Uitspraak
uitspraak van de voorzieningenrechter van 7 februari 2024 in de zaak tussen
[naam verzoeker], uit [woonplaats verzoeker], verzoeker,
Rechtbank Zeeland-West-Brabant
Op 7 februari 2024 heeft de voorzieningenrechter van de Rechtbank Zeeland-West-Brabant uitspraak gedaan in een zaak waarin verzoeker bezwaar maakte tegen een besluit van de burgemeester van Oosterhout om zijn woning te sluiten voor een periode van twee maanden. Dit besluit was genomen naar aanleiding van de vondst van goederen in de woning die in verband werden gebracht met drugshandel. Verzoeker, die de woning huurt van een woningbouwstichting, verzocht om een voorlopige voorziening om de sluiting op te schorten tot zes weken na de bekendmaking van de beslissing op het bezwaar.

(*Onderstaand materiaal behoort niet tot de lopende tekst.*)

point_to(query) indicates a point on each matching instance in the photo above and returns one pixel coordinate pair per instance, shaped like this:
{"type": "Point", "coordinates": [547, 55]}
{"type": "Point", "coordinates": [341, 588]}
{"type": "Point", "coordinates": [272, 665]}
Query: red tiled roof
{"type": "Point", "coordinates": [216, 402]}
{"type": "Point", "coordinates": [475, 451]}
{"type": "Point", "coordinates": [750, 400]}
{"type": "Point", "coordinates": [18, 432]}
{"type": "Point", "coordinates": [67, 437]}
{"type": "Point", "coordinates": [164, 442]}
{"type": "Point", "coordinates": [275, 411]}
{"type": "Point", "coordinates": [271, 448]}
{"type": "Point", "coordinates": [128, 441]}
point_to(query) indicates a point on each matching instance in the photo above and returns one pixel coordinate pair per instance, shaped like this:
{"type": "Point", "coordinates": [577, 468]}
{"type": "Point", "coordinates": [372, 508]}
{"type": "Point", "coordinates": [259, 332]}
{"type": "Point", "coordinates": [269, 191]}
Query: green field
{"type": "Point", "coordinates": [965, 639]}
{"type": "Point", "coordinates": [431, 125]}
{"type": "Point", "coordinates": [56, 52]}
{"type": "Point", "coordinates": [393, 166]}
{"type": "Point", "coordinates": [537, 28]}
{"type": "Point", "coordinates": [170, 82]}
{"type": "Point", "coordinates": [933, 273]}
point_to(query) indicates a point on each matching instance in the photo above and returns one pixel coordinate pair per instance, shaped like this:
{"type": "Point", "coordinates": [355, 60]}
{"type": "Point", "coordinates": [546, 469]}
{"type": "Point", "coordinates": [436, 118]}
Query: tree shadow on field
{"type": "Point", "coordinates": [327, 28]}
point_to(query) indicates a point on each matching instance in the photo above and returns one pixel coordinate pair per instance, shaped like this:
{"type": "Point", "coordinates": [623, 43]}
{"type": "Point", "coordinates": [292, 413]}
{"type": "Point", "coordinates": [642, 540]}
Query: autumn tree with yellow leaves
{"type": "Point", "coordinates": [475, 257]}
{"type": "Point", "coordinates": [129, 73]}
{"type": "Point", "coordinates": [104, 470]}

De voorzieningenrechter heeft het verzoek behandeld op 29 januari 2024, waarbij zowel verzoeker als de gemachtigde van de burgemeester aanwezig waren. De burgemeester had in zijn besluit aangegeven dat de sluiting noodzakelijk was om de openbare orde te herstellen, maar verzoeker betwistte de noodzaak en evenwichtigheid van de maatregel. De voorzieningenrechter oordeelde dat de burgemeester onvoldoende had onderbouwd dat de sluiting van de woning noodzakelijk was en dat de gevolgen voor verzoeker, die onder bewind staat en ernstige mentale problemen heeft, zwaarwegend waren. Daarom werd het verzoek toegewezen en werd het besluit van de burgemeester geschorst tot zes weken na de beslissing op bezwaar. Tevens werd de burgemeester veroordeeld tot betaling van proceskosten aan verzoeker.